Because I’m such a constant Internet researcher I also discovered a classic horror story written by Ray Bradbury called, ‘ Next in Line.’  Truly a creepy read after walking slowly past all these standing,  yes standing cuerpos! You really have to see them to believe it especially after discovering that they are not all from the last century. 

Here’s the link for a PDF file if you are so inclined to read a tale guaranteed to raise goosebumps!

The second of November was reserved for a visit along with hordes of locals swarming into the panteon/ cemetery just up from the Momias Museo. Guards and traffic control roping kept things orderly and of course the full retinue of food and merchandise vendors were set up outside the graveyard walls. Like in previous years in Ajijic and San Miquel de Allende I walked around slowly just observing the families and floral tributes. Naturally,there was  a full scale mariachi band but with violinists set up in front of a prominent family tomb.

I had purchased a bouquet of the ever present Dias de Muertes flower, the marigold and once again I walked around surveying the graves and vertical crypts looking for one without any flowers where I would leave my tribute.

The Mexicans say there are three deaths, the physical one, the one where your family and friends still remember and the last and most lonely death when there is no one left to remember. A wonderful animated film called Libro de Vida/ Book of Life explains this very well visually.

When I was in San Miquel de Allende I chose  a young but sadly forgotten young mother to receive my flowers in the empty rusty can. This year it was a six month infant only six months old. Maria Cummings,  you didn’t live very long but I hope you did experience some love within your family who now has also sadly passed away into the third death.

Warming Up For Winter Number Six to Mexico and South America!

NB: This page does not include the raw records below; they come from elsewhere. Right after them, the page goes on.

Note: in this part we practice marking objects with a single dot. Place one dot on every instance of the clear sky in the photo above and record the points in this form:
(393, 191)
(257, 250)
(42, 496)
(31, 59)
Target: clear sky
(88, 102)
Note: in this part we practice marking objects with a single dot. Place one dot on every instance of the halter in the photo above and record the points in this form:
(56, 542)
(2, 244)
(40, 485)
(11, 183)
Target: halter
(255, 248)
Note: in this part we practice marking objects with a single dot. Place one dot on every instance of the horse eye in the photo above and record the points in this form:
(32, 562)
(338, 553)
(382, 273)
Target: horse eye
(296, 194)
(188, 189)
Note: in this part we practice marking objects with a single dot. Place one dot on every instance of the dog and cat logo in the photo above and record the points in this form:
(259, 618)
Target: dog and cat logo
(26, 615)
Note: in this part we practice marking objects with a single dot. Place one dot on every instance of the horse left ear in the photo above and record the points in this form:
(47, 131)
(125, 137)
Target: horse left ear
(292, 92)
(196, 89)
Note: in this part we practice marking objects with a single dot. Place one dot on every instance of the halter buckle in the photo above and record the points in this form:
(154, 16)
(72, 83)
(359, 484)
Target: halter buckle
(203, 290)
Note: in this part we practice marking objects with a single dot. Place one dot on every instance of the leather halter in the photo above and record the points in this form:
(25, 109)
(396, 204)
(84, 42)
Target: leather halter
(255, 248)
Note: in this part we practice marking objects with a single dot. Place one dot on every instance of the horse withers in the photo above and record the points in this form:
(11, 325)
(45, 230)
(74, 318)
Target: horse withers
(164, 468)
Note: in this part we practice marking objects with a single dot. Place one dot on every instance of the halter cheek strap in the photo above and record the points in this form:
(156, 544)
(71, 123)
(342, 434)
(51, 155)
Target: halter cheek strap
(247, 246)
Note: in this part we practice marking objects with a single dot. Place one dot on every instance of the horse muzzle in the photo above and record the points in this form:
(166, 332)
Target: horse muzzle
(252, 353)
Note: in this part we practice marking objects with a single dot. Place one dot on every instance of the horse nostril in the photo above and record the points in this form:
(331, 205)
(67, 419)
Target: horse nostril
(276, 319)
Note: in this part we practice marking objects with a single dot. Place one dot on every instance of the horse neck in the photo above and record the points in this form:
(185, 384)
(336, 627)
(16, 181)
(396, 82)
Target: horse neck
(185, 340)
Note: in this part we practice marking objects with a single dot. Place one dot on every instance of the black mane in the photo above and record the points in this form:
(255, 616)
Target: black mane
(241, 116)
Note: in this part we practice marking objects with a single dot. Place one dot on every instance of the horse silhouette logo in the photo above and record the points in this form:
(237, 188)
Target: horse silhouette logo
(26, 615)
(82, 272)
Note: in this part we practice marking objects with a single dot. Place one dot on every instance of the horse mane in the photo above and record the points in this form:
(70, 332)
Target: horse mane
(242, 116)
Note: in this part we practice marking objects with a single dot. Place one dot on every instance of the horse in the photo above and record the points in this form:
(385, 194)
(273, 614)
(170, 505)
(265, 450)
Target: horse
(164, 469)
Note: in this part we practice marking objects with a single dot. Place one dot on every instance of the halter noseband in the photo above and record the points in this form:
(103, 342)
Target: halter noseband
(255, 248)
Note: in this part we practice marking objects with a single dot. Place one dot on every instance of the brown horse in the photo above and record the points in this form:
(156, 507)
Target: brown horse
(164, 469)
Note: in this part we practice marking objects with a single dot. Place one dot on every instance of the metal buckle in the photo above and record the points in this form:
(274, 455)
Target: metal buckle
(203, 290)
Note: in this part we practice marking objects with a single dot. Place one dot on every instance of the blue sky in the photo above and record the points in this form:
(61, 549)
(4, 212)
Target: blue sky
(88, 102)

Definitely overdue for some timely topics now that my new navy ultralight suitcase is filling up with what I think will be essential for a rather itinerant snowbird experience this year in stark contrast to my previous winters where I’ve rented a suite or town house for the winter in one place and stayed there! Sure, I ventured out to Puerta Vallarta twice and last winter to the famous Butterfly sanctuary in Michican but still…I actually unpacked my suitcase completely all five winters.

The winter ahead?  Not too likely because I’ll be ON the move from city to city and possibly hostel to hostel. AND for the first time I’ll be venturing into a previously unexplored continent.

Viva South America!

Update: I had a freak but fortunately not serious slide, Yes slide down 17 steps leading down from my upstairs room at Ajijic Suites my very FIRST morning in Mexico. after getting xrays I found out nothing was broken but…

The but factor has thrown my ambitious itinerary into free fall as alternate arrangements were being made and now have been made. I will now be at Lakeside until the end of the year leaving on December 30th bound for a city as yet unvisited, Cuernaca about an hour outside Mexico City and then rather prematurely home by March.